A June 13, 2016 letter from the Executive Corporation for the Protection of Government Lands, Environment, Roads and Demolition of Irregularities of Khartoum State reveals the names and locations of 25 church buildings marked for demolition, most of them in the Sharq al Neel (East Nile area) locality of Khartoum North. The government reportedly claimed the churches were built on land zoned for other uses, but Christian leaders said it is part of wider crack-down on Christianity.

The Rev. Yahia Abdelrahim Nalu, moderator of the Sudan Presbyterian Evangelical Church’s (SPEC) Sudan Evangelical Synod, told Morning Star News the subsequent order was part of a systematic attack on churches by the Islamist government.

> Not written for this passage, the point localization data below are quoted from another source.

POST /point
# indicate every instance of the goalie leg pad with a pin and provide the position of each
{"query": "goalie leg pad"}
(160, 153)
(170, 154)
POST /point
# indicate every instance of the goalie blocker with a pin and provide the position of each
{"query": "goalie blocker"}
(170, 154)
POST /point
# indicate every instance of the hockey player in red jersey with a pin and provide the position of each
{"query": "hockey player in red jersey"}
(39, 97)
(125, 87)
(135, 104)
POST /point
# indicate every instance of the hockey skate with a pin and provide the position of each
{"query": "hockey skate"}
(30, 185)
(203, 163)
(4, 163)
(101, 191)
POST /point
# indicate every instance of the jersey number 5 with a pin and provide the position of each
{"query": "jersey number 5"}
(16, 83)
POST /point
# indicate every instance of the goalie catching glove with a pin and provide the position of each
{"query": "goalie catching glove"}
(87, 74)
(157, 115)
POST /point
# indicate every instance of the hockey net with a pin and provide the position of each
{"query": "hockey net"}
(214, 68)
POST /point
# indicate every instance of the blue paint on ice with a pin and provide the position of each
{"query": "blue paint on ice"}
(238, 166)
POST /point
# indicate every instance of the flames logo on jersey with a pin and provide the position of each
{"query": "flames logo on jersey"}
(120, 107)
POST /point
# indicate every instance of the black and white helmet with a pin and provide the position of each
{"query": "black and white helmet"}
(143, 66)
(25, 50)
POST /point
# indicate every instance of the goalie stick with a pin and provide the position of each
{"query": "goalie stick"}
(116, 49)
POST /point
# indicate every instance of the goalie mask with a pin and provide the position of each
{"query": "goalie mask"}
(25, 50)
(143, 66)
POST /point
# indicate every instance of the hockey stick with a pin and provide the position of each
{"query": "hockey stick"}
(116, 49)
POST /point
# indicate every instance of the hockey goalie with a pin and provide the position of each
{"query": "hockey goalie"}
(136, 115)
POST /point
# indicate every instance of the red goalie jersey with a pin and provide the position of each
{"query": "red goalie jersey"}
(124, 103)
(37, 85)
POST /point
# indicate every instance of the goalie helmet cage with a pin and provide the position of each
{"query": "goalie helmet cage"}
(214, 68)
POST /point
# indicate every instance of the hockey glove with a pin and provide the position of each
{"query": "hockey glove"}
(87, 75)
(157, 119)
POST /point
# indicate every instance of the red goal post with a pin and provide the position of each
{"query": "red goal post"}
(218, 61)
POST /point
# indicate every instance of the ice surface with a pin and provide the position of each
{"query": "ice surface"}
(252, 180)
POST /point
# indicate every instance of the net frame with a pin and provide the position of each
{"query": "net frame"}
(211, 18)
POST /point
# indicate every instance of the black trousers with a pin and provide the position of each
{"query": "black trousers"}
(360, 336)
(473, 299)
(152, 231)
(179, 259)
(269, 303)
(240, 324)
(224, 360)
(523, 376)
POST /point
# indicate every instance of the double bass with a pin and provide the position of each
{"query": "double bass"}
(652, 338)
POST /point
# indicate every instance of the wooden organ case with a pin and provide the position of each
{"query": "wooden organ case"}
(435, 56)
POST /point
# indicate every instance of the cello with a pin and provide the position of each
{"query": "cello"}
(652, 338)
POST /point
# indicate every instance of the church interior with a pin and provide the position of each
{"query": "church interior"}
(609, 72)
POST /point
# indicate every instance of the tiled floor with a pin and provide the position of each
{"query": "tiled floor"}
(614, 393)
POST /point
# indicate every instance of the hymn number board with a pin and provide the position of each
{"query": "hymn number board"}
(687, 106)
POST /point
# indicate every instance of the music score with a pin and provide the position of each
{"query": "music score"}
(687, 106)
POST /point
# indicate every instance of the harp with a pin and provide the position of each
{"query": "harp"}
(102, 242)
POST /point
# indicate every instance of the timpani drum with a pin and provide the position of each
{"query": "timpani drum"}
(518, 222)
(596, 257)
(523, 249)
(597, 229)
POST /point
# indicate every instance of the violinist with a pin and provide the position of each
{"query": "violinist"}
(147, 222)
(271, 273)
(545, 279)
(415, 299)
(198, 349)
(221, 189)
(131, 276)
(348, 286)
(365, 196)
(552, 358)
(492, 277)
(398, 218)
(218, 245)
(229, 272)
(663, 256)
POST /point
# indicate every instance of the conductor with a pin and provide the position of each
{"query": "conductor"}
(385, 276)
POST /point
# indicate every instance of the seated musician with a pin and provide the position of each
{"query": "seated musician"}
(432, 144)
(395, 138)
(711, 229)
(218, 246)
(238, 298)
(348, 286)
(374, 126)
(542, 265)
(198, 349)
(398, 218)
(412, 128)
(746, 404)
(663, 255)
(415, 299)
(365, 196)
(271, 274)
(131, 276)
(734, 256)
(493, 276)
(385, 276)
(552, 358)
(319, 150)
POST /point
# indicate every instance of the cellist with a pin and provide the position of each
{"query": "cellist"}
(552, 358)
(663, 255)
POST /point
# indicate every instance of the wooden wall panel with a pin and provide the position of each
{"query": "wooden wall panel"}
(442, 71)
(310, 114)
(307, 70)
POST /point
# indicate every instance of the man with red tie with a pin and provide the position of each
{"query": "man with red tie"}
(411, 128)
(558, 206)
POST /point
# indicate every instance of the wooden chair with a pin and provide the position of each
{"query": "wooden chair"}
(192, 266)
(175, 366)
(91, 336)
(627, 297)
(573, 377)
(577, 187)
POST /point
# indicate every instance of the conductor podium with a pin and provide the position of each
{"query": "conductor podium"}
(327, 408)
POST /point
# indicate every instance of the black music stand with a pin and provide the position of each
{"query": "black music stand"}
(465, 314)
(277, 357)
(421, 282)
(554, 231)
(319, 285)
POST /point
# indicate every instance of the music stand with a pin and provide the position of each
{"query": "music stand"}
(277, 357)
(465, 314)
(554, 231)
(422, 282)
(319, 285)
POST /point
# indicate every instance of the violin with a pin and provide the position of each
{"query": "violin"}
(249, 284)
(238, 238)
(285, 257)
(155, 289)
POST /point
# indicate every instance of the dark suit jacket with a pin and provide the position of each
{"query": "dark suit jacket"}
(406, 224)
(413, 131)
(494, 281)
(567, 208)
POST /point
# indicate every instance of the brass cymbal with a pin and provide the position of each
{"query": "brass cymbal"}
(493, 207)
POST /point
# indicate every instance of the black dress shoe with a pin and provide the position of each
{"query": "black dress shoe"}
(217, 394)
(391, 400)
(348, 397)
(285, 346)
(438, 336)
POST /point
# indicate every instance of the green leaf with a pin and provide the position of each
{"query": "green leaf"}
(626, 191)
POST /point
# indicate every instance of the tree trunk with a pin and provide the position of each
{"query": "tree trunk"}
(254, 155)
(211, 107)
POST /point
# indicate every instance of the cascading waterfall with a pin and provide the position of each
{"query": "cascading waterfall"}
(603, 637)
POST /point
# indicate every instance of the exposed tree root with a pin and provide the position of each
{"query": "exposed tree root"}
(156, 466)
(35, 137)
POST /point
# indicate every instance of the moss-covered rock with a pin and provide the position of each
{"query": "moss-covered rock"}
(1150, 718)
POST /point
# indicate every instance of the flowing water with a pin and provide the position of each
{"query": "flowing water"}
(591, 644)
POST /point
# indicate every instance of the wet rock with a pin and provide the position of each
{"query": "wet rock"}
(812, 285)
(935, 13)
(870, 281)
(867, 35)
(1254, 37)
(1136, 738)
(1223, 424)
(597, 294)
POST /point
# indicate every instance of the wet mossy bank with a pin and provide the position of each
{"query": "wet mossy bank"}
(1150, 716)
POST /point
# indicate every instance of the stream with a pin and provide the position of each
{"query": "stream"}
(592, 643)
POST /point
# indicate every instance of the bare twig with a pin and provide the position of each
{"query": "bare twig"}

“This is not an isolated act but should be taken with wider perspective,” he said.

The order targets a wide range of denominations, from Roman Catholic to Pentecostal.

The Sudan Council of Churches denounced the order at a Feb. 11 press conference, calling on the government to reconsider the decision or provide alternative sites for the churches. The Rev. Mubarak Hamad, chairman of the Sudan Council of Churches, said at the conference in Khartoum that mosques located in the same area were spared from the demolition order.

Hamad said the order was aimed at 27 church buildings, including a Presbyterian Church of Sudan in Jebel Aulia, and one belonging to the Sudanese Church of Christ (SCOC) in Soba al Aradi, both south of Khartoum.

The order by Mohamad el Sheikh Mohamad, general manager of Khartoum State’s land department in the Ministry of Physical Planning, urged that it be implemented immediately.

“I am hereby issuing the order of demolition of the churches that are attached to residential areas and public playgrounds in neighborhoods of East Nile locality,” Mohamad wrote in a cover letter dated June 20, 2016 to the Executive Corporation.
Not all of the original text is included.